Непонятно, на чем все это держится? Это тип совершенно особой формации. Много в нем положительных качеств, он интересен, но в чем-то не очень понятен отцу. И откуда берутся такие? Молодой из ранних. Ни во что не верит, нет ему ничего дорогого из того, что нам дорого; ум есть, отвага, но и ум, и отвага могут быть нынче направлены на одно, завтра же — на другое, если нет под ними оснований достаточно твердых; какой-то он… И вдруг, найдя очень, по его мнению, подходящее слово, отец бросает его, будто округляя тонким обводом явление, до сих пор еще так и не названное, — гладиатор! Вот именно, да, гладиаторы, при цезарях, в языческом Риме могли быть такие. Ему бы арену да солнце и публику, побольше ее опьяняющих рукоплесканий. Тогда есть резон побеждать или гибнуть со славой… А ради чего побеждать или гибнуть за что — это дело десятое…

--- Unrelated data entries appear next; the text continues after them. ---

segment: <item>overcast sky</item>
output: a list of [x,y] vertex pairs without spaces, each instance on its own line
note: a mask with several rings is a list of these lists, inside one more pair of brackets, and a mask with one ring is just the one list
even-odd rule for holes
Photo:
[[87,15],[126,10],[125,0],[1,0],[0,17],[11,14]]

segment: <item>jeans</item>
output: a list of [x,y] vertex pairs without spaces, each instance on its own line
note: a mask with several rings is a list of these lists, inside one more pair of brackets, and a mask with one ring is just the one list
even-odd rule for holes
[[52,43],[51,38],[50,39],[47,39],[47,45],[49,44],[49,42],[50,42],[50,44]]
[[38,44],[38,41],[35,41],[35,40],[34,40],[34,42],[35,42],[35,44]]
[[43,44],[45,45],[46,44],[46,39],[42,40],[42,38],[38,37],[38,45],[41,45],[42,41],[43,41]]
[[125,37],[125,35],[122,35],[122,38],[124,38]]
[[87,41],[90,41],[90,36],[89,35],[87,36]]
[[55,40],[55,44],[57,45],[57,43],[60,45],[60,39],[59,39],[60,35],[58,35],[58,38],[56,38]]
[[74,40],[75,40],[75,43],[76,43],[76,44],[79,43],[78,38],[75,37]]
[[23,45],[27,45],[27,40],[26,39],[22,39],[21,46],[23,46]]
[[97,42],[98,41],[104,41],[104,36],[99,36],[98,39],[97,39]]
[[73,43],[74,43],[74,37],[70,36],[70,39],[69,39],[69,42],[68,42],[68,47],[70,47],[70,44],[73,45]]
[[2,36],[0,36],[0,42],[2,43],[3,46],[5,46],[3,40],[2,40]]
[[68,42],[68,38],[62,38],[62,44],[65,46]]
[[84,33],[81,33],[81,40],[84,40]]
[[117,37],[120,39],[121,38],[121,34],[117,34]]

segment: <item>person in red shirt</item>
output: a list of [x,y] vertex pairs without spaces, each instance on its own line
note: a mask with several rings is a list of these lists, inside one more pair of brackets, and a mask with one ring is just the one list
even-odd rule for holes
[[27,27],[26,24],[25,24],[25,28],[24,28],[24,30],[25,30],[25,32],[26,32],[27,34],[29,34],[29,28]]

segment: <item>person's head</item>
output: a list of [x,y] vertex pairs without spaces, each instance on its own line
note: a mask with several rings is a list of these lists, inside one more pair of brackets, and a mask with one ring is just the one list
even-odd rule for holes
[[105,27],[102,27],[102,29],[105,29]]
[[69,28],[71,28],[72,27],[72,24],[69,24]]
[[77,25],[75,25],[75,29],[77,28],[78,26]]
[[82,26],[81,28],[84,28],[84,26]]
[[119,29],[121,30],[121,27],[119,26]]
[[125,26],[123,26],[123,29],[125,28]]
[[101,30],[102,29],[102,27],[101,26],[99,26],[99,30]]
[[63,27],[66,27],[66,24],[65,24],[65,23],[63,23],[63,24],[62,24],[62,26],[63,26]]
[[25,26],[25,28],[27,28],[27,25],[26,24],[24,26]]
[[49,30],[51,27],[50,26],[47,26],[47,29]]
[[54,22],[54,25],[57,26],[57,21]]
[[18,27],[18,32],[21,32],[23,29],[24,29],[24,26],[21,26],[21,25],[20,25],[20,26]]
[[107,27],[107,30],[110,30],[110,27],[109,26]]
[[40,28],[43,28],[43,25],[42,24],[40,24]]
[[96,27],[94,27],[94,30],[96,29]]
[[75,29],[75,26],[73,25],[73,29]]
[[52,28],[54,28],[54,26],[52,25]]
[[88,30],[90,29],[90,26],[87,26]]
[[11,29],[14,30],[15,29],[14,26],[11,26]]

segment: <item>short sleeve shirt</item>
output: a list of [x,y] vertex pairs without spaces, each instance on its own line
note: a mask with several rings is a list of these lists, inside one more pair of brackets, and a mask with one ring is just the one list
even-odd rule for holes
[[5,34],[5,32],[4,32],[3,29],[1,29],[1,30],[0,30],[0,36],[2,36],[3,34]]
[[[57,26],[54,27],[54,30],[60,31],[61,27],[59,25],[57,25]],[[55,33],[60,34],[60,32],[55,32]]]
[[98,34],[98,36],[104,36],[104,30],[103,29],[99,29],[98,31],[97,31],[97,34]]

Рассказывал отец, как, скучая во время долгого окопного сидения, Тухачевский смастерил лук-самострел и посылал в недалекие немецкие окопы записки обидного содержания. В промежутках между сражениями такими же записками договаривались о перемириях для уборки раненых или убитых, оставшихся между окопами. Об этой затейливой выдумке простодушно вспоминали и позже, когда Тухачевский оказался единственным офицером полка, ни разу не раненным и не захваченным в плен противником. Никому не пришло в голову ни в то время, ни позже, когда в начале революции он так же удачно бежал из плена и снова появился в полку, сопоставить все эти факты. Заподозрить в чем-либо неблаговидном офицера, товарища по полку, — самая мысль об этом в те дни показалась бы гнусной. В те годы люди на фронте еще верили друг другу и друг в друга. Хорошо было умирать тем, кто до конца так и не утратил этой веры…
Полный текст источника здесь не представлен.